Koehler Friedrich, Doehner Wolfram, Hoernig Soeren, Witt Christian, Anker Stefan D, John Matthias
Department of Cardiology, Charité University Hospital, Campus Mitte, Berlin, Germany.
Int J Cardiol. 2007 Jun 25;119(1):83-9. doi: 10.1016/j.ijcard.2006.07.088. Epub 2006 Oct 24.
In patients with chronic obstructive pulmonary disease (COPD) weight loss frequently occurs that may ultimately lead to cachexia as a serious co-morbidity, indicating severely impaired functional capacity, health status and increased mortality. Increased energy expenditure due to mechanic and metabolic inefficiency and systemic inflammation are determinants of a hypermetabolic state that is not balanced by dietary intake. Anorexia may importantly contribute to weight loss in COPD, however, the association between immune and hormonal derangement and altered appetite has not been studied in detail.
The aim of the present study was to investigate whether anorexia in COPD is related to inflammation and hormonal derangement in association to weight loss.
We prospectively enrolled 103 consecutive patients with COPD (age 59.8+/-1.3 years, 35% female, mean FEV1 38.3+/-1.7%) in comparison to healthy controls of similar age (n=15).
In 34 patients (33%) cachexia was diagnosed (weight loss >7.5%, BMI < or = 24 kg/m2). Cachectic COPD patients had lower BMI (19.0+/-0.5 vs 25.6+/-0.7 kg/m2) and impaired lung function (FEV1 31+/-2% vs 42+/-2%, FVC 51+/-3 vs 59+/-3%, both p<0.001). Inflammatory immune activation (IL-6 and IL-6/IL-10 ratio) was significantly higher in cachectic COPD patients. Analysis of the extent of anorexia (visual analogue scale) revealed that cachectic COPD patients had significantly decreased subjective desire to eat compared to non-cachectic patients (3.5+/-0.3 vs 6.3+/-0.2, p<0.001). Patients with COPD and cachexia showed evidence of acquired GH resistance (decreased IGF-1/GH ratio) and insulin resistance (HOMA). Anorexia showed a direct correlation with the IGF-1/GH ratio (r=0.34, p<0.05) and was further related to BMI and % weight loss (both p<0.001).

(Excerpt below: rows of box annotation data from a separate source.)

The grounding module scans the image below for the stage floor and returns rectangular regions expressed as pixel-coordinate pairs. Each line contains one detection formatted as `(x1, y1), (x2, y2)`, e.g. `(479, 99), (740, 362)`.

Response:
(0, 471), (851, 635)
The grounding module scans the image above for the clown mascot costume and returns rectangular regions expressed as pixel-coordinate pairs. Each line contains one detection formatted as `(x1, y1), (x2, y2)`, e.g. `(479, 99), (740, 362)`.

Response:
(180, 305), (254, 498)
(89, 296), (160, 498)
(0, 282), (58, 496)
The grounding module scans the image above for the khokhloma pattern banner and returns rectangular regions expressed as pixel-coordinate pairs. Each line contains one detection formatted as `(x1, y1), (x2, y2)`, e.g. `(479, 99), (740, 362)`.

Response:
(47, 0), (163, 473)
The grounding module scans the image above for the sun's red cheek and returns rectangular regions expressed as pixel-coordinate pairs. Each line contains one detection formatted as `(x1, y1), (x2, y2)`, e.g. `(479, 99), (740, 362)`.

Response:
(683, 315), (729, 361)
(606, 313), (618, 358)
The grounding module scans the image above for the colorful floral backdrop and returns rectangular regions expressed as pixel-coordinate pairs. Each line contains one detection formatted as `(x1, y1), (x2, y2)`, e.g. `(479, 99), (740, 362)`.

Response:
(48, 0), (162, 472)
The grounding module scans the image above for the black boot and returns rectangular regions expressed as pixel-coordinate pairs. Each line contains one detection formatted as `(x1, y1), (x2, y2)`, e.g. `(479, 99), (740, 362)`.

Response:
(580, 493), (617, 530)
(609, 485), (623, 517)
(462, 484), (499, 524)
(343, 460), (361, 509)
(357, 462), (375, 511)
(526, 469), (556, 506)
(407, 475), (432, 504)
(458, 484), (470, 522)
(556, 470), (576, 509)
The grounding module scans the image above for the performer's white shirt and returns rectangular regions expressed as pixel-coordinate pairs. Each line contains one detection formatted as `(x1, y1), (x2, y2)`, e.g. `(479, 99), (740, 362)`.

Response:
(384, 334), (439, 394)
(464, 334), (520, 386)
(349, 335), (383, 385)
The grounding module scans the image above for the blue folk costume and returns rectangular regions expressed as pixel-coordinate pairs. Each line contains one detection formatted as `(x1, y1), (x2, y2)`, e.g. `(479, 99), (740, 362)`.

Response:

In COPD anorexia relates to hormonal derangement and inflammatory immune activation. Anorexia contributes to development of cachexia. The concept of appetite stimulating therapy emerges as a novel therapeutic option in cachectic COPD patients.
慢性阻塞性肺疾病(COPD)患者经常出现体重减轻,最终可能导致恶病质,这是一种严重的合并症,表明功能能力严重受损、健康状况不佳且死亡率增加。机械和代谢效率低下以及全身炎症导致的能量消耗增加是一种高代谢状态的决定因素,而饮食摄入无法平衡这种状态。厌食可能是COPD患者体重减轻的重要原因,然而,免疫和激素紊乱与食欲改变之间的关联尚未得到详细研究。
本研究的目的是调查COPD患者的厌食是否与炎症、激素紊乱以及体重减轻有关。
我们前瞻性地纳入了103例连续的COPD患者(年龄59.8±1.3岁,女性占35%,平均第一秒用力呼气容积[FEV1]为38.3±1.7%),并与年龄相仿的健康对照者(n = 15)进行比较。
34例患者(33%)被诊断为恶病质(体重减轻>7.5%,体重指数[BMI]≤24 kg/m²)。恶病质的COPD患者BMI较低(19.0±0.5 vs 25.6±0.7 kg/m²),肺功能受损(FEV1为31±2% vs 42±2%,用力肺活量[FVC]为51±3 vs 59±3%,两者p<0.001)。恶病质的COPD患者炎症免疫激活(白细胞介素-6[IL-6]和IL-6/白细胞介素-10[IL-10]比值)显著更高。对厌食程度(视觉模拟评分)的分析显示,与非恶病质患者相比,恶病质的COPD患者主观进食欲望显著降低(3.5±0.3 vs 6.3±0.2,p<0.001)。患有COPD和恶病质的患者表现出获得性生长激素抵抗(胰岛素样生长因子-1[IGF-1]/生长激素[GH]比值降低)和胰岛素抵抗(稳态模型评估)的证据。厌食与IGF-1/GH比值呈直接相关(r = 0.34,p<0.05),并与BMI和体重减轻百分比进一步相关(两者p<0.001)。
在COPD中,厌食与激素紊乱和炎症免疫激活有关。厌食促成恶病质的发展。食欲刺激疗法的概念成为恶病质COPD患者一种新的治疗选择。